In this issue, contributing authors cover aspects of the human rights systems in particular countries: Ethiopia, Kenya, Malawi, Nigeria and South Africa. For instance, De Wet and Du Plessis deliberate on the meaning for constitutional environmental rights in South Africa of certain substantive obligations distilled from international human rights instruments; Asaala explores transitional justice as a vehicle for social and political transformation in Kenya; Abebe explores more liberal standing rules to enforce constitutional rights in Ethiopia; and two articles deal with education in Nigeria – one by Akinbola and another by Coetzee.
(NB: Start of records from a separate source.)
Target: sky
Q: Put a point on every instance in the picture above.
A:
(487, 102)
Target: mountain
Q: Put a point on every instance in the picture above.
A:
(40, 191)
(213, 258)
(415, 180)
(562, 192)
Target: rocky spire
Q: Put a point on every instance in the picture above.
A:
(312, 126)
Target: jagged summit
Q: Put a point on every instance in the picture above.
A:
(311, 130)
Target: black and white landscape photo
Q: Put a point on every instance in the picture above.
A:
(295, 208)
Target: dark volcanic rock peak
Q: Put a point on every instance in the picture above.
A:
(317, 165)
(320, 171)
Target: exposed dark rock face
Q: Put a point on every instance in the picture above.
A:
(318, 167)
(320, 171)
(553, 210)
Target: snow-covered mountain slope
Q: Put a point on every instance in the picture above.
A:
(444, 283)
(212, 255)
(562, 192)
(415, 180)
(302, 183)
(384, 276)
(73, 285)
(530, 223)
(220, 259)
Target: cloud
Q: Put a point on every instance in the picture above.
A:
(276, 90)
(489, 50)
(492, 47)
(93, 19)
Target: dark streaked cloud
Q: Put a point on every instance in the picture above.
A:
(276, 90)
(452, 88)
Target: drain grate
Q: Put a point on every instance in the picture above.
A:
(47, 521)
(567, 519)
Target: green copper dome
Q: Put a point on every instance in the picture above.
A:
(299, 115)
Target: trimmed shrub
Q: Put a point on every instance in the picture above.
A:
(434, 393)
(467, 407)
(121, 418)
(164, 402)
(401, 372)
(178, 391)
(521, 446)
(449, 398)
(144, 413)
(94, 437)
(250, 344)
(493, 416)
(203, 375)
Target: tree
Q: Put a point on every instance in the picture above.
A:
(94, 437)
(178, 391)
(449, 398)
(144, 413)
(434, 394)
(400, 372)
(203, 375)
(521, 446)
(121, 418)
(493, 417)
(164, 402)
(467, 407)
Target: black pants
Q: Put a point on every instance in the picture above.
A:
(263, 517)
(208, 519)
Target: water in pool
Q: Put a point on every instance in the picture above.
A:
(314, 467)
We acknowledge with appreciation and sincerely thank the independent reviewers who gave their time and talents to ensure the consistent quality of the Journal : Ernest Ako, Yvonne Dausab, Lee Anne de la Hunt, Solomon Dersso, Solomon Ebobrah, Yonatan Fessha, Jacqui Gallinetti, Paul Graham, Ilze Grobbelaar-Du Plessis, Michelo Hansungule, Victor Jere, Thoko Kaime, Serges Djoyou Kamga, Ivy Kihara, Magnus Killander, Joanna Mansfield, Remember Miamingi, George Mukundi, Godfrey Musila, Thandabantu Nhlapo, Dejo Olowu, David Padilla, Don Rukare, Werner Scholtz, Ann Skelton, Gina Snyman, Nahla Valji, Johan van der Vyver and Dunia Zongwe.